Feb 26 β€’ 09:11 UTC πŸ‡³πŸ‡΄ Norway Aftenposten

The Oil Fund divested from 58 companies last year

Norway's Oil Fund divested from 58 companies in 2025 due to increased geopolitical tensions, climate change implications, and other market uncertainties.

Norway's Government Pension Fund Global, commonly referred to as the Oil Fund, made the decision to divest from 58 companies during the year 2025, as detailed in its Responsible Management Report. Among these divestments, 17 companies were newly included in the fund’s reference index within the same period. Since 2012, a total of 633 decisions concerning divestments have been recorded. Nicolai Tangen, the fund's chief executive, emphasized that the year was characterized by heightened global uncertainty, influenced by ongoing wars, escalating geopolitical tensions, and shifting political frameworks.

Tangen highlighted the significant impact of rapid technological developments and the tangible effects of climate change on the global economy. The fund held over 3,000 meetings with a total of 1,341 companies last year, indicating its proactive approach to corporate engagement as a major shareholder in 7,201 companies worldwide.
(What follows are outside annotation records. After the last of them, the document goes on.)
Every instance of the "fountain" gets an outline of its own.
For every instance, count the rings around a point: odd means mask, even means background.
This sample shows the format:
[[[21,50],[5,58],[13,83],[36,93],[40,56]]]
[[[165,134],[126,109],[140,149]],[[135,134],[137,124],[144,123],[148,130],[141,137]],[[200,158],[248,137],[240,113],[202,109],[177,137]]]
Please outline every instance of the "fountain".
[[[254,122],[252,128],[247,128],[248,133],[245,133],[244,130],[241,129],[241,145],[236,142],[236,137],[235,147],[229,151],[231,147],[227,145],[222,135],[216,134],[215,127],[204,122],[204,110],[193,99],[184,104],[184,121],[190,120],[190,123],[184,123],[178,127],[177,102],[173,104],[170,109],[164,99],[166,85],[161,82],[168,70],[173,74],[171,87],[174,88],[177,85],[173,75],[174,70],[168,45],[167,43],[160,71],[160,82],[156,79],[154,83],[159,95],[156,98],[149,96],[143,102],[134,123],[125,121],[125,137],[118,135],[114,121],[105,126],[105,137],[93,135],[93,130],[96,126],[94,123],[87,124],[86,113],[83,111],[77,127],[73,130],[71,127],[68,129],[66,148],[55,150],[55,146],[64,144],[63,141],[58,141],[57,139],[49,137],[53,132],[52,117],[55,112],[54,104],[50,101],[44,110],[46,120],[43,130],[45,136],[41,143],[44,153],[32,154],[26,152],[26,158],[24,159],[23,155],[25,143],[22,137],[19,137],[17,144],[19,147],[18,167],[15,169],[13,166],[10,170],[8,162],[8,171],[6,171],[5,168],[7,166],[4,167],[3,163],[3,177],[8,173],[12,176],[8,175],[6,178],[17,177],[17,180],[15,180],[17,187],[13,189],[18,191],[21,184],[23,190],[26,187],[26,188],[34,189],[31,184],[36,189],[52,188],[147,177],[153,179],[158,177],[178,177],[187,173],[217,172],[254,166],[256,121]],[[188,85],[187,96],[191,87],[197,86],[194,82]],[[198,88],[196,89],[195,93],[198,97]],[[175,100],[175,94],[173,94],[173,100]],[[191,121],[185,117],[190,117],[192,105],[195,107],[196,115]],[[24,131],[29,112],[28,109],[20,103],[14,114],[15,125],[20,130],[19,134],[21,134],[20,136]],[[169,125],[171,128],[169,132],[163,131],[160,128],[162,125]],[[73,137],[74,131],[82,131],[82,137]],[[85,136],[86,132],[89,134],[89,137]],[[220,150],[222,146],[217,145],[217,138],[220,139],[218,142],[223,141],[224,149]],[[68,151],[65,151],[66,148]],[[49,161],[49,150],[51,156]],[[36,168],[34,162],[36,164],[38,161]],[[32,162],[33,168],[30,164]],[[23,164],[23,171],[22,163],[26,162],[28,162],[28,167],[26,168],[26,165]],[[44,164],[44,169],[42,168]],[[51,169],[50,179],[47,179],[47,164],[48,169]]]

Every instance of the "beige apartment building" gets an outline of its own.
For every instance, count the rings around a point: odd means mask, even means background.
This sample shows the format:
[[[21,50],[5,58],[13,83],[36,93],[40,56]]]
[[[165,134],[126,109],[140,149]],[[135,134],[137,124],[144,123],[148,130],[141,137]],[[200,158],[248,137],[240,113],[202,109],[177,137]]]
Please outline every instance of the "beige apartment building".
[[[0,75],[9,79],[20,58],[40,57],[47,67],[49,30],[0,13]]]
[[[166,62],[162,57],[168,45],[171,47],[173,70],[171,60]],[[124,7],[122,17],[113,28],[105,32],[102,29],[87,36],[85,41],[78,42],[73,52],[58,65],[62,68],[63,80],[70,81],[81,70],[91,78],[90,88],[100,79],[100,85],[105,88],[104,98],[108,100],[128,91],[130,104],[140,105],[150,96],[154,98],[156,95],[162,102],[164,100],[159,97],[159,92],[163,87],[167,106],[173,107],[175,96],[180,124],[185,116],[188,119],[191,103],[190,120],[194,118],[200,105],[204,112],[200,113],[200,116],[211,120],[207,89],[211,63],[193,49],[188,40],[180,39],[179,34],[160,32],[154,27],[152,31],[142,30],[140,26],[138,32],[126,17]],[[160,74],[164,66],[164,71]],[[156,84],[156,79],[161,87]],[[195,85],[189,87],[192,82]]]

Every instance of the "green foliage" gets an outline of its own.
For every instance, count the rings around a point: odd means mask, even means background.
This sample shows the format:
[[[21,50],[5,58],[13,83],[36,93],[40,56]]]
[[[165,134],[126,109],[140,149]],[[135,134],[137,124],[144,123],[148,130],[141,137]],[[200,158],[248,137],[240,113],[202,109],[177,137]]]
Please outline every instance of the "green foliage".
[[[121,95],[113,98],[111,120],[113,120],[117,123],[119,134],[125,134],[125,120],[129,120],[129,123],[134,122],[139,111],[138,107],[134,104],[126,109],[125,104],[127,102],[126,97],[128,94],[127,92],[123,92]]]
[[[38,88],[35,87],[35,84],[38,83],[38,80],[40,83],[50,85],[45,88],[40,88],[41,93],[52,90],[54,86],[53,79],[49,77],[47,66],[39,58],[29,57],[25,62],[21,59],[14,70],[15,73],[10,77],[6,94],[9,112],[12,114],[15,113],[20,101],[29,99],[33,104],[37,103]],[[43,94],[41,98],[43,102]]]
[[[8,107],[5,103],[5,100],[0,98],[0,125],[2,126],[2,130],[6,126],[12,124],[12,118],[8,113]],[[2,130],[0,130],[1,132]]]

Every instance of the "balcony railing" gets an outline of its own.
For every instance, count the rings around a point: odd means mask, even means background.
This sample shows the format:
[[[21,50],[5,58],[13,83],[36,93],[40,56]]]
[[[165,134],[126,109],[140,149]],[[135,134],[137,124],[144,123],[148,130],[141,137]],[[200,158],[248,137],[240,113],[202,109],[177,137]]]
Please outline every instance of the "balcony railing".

The response strategy involves prioritizing engagement with the largest investments or where risks and opportunities are perceived to be most significant, as outlined in the summary report.

Underlining its commitment to responsible investment practices, the Oil Fund's management reflects on the growing complexities in the global market. The divestments from companies reflect not only strategic financial decisions but also a broader consideration of the environmental and social governance practices within the corporate sphere. The report illustrates the fund's adaptability to changing market conditions while maintaining its focus on sustainability and responsible investing.